One common method, used in our example, is simplifying the integrant. This involves algebraic manipulation such as breaking down complex expressions, like converting \( \csc^2 t \) into \( 1 + \cot^2 t \) to make the integral more approachable. Other techniques include substitution (replacing a section of the integrand with a new variable to simplify the equation), integration by parts (based on the product rule for differentiation), and partial fraction decomposition for rational functions.

For this exercise, simplifying the integral allowed us to separate the complex fraction into more manageable pieces that are easier to integrate.

Solving trigonometric integrals involves integrating functions with trigonometric expressions.

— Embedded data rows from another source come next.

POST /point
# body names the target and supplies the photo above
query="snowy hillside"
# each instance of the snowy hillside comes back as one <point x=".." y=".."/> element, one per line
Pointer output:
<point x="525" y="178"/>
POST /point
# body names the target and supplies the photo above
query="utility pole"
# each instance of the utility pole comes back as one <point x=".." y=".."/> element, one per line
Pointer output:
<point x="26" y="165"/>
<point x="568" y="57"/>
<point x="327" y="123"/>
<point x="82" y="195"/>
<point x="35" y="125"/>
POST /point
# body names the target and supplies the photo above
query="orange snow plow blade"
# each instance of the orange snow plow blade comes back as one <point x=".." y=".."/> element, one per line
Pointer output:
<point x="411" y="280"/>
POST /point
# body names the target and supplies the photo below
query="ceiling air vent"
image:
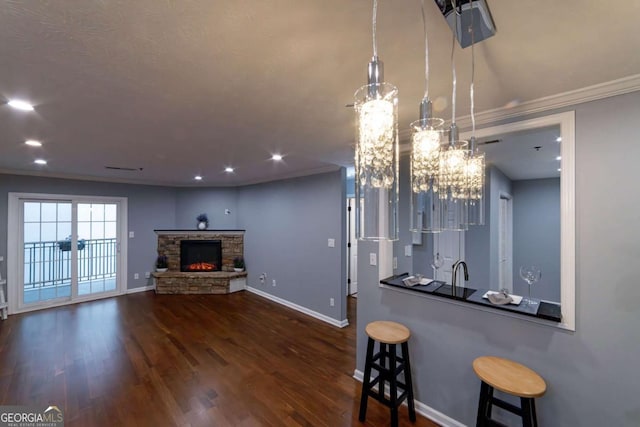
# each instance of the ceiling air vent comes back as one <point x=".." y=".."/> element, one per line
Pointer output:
<point x="469" y="12"/>
<point x="123" y="168"/>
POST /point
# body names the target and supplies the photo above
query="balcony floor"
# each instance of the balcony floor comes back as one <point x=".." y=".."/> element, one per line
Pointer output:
<point x="63" y="290"/>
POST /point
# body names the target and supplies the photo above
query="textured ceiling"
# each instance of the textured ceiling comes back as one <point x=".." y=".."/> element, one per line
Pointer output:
<point x="186" y="87"/>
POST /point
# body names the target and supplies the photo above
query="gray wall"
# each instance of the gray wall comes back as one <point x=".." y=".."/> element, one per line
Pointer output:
<point x="405" y="263"/>
<point x="592" y="374"/>
<point x="536" y="235"/>
<point x="288" y="224"/>
<point x="150" y="207"/>
<point x="191" y="202"/>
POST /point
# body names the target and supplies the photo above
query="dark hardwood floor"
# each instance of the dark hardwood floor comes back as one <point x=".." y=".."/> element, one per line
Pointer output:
<point x="164" y="360"/>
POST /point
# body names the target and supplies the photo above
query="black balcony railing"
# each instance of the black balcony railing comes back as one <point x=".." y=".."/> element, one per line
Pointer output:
<point x="49" y="263"/>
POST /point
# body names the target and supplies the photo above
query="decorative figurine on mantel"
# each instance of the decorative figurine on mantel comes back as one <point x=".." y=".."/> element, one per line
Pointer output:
<point x="162" y="263"/>
<point x="203" y="221"/>
<point x="238" y="264"/>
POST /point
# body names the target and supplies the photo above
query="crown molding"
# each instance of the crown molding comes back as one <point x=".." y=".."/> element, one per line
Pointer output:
<point x="548" y="103"/>
<point x="561" y="100"/>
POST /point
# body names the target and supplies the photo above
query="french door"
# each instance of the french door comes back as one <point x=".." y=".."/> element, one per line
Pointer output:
<point x="67" y="249"/>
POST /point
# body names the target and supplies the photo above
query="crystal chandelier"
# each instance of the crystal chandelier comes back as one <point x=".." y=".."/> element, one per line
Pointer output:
<point x="476" y="162"/>
<point x="454" y="191"/>
<point x="426" y="140"/>
<point x="376" y="153"/>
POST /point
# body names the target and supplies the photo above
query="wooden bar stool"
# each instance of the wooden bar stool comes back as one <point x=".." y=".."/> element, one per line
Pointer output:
<point x="511" y="378"/>
<point x="389" y="366"/>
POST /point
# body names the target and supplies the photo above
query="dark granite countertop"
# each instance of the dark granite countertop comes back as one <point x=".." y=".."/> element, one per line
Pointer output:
<point x="544" y="310"/>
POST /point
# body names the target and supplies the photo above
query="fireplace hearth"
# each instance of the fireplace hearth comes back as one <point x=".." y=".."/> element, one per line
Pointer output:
<point x="200" y="255"/>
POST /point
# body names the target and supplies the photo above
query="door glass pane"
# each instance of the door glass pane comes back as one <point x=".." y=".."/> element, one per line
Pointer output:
<point x="97" y="259"/>
<point x="46" y="257"/>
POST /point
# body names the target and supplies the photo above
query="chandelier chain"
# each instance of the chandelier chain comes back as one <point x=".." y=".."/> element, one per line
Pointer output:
<point x="375" y="19"/>
<point x="426" y="53"/>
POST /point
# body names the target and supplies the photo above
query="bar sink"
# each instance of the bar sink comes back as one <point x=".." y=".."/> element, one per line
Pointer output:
<point x="461" y="293"/>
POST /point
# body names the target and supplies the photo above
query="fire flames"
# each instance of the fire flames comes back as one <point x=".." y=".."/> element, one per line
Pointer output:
<point x="202" y="266"/>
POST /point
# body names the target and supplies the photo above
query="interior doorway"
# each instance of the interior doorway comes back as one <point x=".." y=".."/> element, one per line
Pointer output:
<point x="352" y="248"/>
<point x="505" y="243"/>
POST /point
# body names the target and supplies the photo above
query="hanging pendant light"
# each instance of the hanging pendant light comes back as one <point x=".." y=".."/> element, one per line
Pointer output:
<point x="476" y="163"/>
<point x="376" y="153"/>
<point x="426" y="139"/>
<point x="453" y="161"/>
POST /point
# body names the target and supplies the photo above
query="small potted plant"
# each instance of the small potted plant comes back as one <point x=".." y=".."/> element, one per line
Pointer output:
<point x="162" y="263"/>
<point x="203" y="221"/>
<point x="238" y="264"/>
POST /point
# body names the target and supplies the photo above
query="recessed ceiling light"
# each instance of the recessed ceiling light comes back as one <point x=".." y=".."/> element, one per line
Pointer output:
<point x="20" y="105"/>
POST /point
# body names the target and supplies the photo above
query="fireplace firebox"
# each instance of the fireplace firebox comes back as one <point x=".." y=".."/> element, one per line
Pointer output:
<point x="200" y="255"/>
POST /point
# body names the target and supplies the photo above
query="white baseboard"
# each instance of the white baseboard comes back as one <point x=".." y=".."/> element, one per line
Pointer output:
<point x="422" y="409"/>
<point x="140" y="289"/>
<point x="301" y="309"/>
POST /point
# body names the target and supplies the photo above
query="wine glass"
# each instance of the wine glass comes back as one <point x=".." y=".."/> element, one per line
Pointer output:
<point x="530" y="274"/>
<point x="436" y="263"/>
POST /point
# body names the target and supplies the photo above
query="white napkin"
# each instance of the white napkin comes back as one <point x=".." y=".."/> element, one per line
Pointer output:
<point x="515" y="299"/>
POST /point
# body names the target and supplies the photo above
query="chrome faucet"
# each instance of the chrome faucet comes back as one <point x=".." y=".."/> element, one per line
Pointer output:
<point x="454" y="276"/>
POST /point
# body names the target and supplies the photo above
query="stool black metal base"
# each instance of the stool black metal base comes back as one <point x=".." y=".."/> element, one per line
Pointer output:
<point x="389" y="366"/>
<point x="527" y="409"/>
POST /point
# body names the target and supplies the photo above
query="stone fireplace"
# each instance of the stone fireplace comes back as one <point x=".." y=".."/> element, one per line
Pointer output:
<point x="200" y="261"/>
<point x="200" y="255"/>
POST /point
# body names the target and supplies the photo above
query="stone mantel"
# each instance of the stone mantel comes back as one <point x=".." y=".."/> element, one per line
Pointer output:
<point x="217" y="282"/>
<point x="196" y="231"/>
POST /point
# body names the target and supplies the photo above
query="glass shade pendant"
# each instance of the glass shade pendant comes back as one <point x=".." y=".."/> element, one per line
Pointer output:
<point x="376" y="162"/>
<point x="454" y="186"/>
<point x="475" y="179"/>
<point x="426" y="140"/>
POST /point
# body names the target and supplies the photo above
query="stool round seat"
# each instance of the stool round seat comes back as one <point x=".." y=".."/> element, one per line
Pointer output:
<point x="388" y="332"/>
<point x="392" y="369"/>
<point x="509" y="377"/>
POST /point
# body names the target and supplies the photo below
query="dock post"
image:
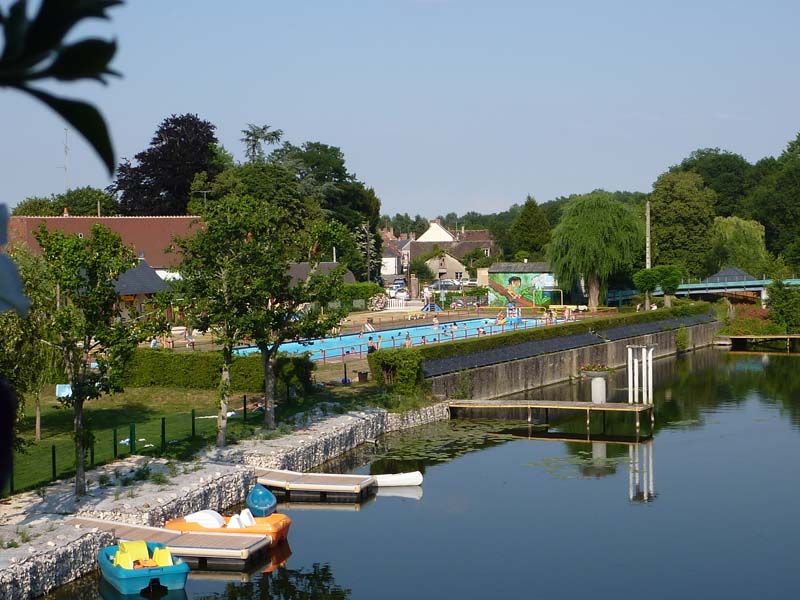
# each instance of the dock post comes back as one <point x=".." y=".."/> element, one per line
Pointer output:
<point x="630" y="375"/>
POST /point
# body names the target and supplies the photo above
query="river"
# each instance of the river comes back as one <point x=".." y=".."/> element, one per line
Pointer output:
<point x="708" y="508"/>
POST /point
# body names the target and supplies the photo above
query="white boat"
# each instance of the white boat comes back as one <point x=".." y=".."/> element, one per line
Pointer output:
<point x="411" y="492"/>
<point x="399" y="479"/>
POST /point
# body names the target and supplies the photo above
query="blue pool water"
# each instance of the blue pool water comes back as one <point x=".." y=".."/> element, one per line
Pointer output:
<point x="356" y="343"/>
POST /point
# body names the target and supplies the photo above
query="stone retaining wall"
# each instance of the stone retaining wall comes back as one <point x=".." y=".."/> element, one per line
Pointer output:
<point x="41" y="573"/>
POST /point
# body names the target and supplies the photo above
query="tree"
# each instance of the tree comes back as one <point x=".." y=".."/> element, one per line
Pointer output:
<point x="531" y="230"/>
<point x="597" y="236"/>
<point x="669" y="278"/>
<point x="254" y="139"/>
<point x="738" y="243"/>
<point x="237" y="272"/>
<point x="726" y="173"/>
<point x="784" y="306"/>
<point x="682" y="215"/>
<point x="35" y="50"/>
<point x="160" y="181"/>
<point x="25" y="348"/>
<point x="92" y="341"/>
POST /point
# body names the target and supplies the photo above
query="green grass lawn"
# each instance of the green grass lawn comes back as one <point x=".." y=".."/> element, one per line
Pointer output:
<point x="142" y="407"/>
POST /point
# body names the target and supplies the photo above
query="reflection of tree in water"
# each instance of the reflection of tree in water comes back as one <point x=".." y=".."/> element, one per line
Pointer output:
<point x="287" y="584"/>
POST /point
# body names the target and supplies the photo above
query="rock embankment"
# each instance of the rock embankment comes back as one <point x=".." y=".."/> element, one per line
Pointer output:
<point x="41" y="552"/>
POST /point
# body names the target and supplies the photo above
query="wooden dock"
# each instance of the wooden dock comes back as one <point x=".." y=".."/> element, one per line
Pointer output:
<point x="218" y="551"/>
<point x="317" y="487"/>
<point x="589" y="407"/>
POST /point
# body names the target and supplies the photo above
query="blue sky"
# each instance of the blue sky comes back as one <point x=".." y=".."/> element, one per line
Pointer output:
<point x="440" y="105"/>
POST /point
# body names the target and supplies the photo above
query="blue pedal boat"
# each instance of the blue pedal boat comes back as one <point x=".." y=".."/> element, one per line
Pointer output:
<point x="134" y="567"/>
<point x="261" y="502"/>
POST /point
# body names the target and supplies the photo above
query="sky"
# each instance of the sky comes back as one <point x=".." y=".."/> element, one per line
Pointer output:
<point x="439" y="105"/>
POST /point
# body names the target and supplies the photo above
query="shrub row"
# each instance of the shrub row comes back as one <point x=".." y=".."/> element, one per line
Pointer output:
<point x="201" y="370"/>
<point x="400" y="369"/>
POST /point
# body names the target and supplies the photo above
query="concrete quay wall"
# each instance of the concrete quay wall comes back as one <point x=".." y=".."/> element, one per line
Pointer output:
<point x="483" y="383"/>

It's key to recognize and use trigonometric identities effectively. For instance, knowing the Pythagorean identities, like \(\csc^2 t = 1 + \cot^2 t\), can transform a tricky integral into a sum of simpler integrals.

After simplifying the original integral to \( \int \tan t \, dt + \int dt \), we deal with basic trigonometric forms whose antiderivatives we should know. The integral of \( \tan t \) is challenging for some students, but remembering that \( \tan t = \frac{\sin t}{\cos t} \) can help us to find that its antiderivative is \( -\ln|\cos t| \). Knowing these standard results helps speed up the integration process.

Calculus, the mathematical study of continuous change, is a field that encompasses many concepts, including limits, derivatives, integrals, and the study of infinite series. Indefinite integrals, like the one in our exercise, are a fundamental concept. They represent the general function whose derivative is the original function we're integrating.

The simplicity of the final result, \( -\ln|\cos t| + t \), belies the often-complex process involved in reaching it. Mastering calculus requires practice and an understanding of how to manipulate equations and apply various mathematical techniques. By studying exercises step-by-step and recognizing the underlying principles, such as trigonometric identities and integration techniques, students can improve their problem-solving skills significantly.